The southern coast of Sicily was occupied, beginning from the westward by Selinus, Agrigentum, Gela, and Kamarina. Then came Syracuse, possessing the southeastern cape, and the southern portion of the eastern coast: next, on the eastern coast, Leontini, Katana, and Naxos: Messênê, on the strait adjoining Italy. The centre of the island, and even much of the northern coast, was occupied by the non-Hellenic Sikels and Sikans: on this coast, Himera was the only Grecian city. Between Himera and Cape Lilybæum, the western corner of the island was occupied by the non-Hellenic cities of Egesta and Eryx, and by the Carthaginian seaports, of which Panormus (Palermo) was the principal.
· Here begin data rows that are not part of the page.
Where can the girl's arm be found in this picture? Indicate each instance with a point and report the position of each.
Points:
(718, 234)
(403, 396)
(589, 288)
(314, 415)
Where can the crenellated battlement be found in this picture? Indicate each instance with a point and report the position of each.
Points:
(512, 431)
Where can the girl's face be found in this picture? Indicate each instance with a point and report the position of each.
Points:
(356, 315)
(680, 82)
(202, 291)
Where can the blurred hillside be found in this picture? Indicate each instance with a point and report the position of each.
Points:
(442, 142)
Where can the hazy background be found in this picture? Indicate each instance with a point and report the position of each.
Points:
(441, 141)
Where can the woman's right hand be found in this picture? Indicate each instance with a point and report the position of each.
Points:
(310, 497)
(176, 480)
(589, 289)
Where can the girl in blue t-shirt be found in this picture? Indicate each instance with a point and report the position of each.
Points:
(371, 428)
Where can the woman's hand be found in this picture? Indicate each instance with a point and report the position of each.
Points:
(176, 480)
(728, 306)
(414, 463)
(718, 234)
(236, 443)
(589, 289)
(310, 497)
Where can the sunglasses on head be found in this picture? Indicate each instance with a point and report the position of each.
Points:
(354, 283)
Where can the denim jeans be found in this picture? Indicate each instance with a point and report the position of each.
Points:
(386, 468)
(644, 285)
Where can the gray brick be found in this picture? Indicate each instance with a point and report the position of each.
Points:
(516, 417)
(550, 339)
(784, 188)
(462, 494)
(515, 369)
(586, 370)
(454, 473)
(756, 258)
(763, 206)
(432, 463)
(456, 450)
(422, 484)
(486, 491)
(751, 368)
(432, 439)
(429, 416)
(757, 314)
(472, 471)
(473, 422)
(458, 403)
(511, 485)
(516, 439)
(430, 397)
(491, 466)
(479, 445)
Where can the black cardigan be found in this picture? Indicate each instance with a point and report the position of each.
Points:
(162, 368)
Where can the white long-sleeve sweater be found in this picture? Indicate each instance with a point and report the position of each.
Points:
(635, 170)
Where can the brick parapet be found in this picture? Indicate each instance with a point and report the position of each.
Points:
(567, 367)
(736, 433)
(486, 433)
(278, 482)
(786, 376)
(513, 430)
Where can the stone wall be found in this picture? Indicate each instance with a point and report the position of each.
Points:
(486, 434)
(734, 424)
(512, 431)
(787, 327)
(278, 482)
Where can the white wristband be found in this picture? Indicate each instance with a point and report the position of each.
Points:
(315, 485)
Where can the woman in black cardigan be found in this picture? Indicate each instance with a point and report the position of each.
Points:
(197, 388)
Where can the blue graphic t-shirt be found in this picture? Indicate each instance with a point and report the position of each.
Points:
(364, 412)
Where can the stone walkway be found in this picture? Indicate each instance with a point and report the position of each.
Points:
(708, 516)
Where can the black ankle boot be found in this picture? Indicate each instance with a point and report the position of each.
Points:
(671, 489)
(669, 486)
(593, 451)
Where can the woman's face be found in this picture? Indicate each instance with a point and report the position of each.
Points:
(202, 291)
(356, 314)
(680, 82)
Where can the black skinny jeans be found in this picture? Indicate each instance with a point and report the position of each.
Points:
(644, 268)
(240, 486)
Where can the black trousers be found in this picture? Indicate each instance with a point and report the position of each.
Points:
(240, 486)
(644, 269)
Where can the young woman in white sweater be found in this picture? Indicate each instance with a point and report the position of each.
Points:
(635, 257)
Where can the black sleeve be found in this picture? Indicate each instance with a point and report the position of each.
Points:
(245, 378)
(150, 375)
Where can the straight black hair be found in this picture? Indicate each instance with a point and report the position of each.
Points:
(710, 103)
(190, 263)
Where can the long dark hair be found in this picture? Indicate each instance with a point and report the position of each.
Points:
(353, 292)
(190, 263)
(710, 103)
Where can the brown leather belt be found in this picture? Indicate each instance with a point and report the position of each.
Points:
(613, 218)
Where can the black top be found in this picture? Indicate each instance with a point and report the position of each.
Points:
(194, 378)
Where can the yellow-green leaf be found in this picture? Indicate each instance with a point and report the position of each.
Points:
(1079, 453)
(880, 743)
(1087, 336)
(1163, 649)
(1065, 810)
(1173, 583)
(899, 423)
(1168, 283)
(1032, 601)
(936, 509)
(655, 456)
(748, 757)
Of these various Grecian cities, all independent, Syracuse was the first in power, Agrigentum the second. The causes above noticed, disturbing the first commencement of popular governments in all of them, were most powerfully operative at Syracuse. We do not know the particulars of the democratical constitution which was there established, but its stability was threatened by more than one ambitious pretender, eager to seize the sceptre of Gelo and Hiero. The most prominent among these pretenders was Tyndarion, who employed a considerable fortune in distributing largesses and procuring partisans among the poor. His political designs were at length so openly manifested, that he was brought to trial, condemned, and put to death; yet not without an abortive insurrection of his partisans to rescue him. After several leading citizens had tried, and failed in a similar manner, the people thought it expedient to pass a law similar to the Athenian ostracism, authorizing the infliction of temporary preventive banishment.[171] Under this law several powerful citizens were actually and speedily banished; and such was the abuse of the new engine, by the political parties in the city, that men of conspicuous position are said to have become afraid of meddling with public affairs. Thus put in practice, the institution is said to have given rise to new political contentions not less violent than those which it checked, insomuch that the Syracusans found themselves obliged to repeal the law not long after its introduction. We should have been glad to learn some particulars concerning this political experiment, beyond the meagre abstract given by Diodorus, and especially to know the precautionary securities by which the application of the ostracizing sentence was restrained at Syracuse. Perhaps no care was taken to copy the checks and formalities provided by Kleisthenês at Athens. Yet under all circumstances, the institution, though tutelary, if reserved for its proper emergencies, was eminently open to abuse, so that we have no reason to wonder that abuse occurred, especially at a period of great violence and discord. The wonder rather is, that it was so little abused at Athens.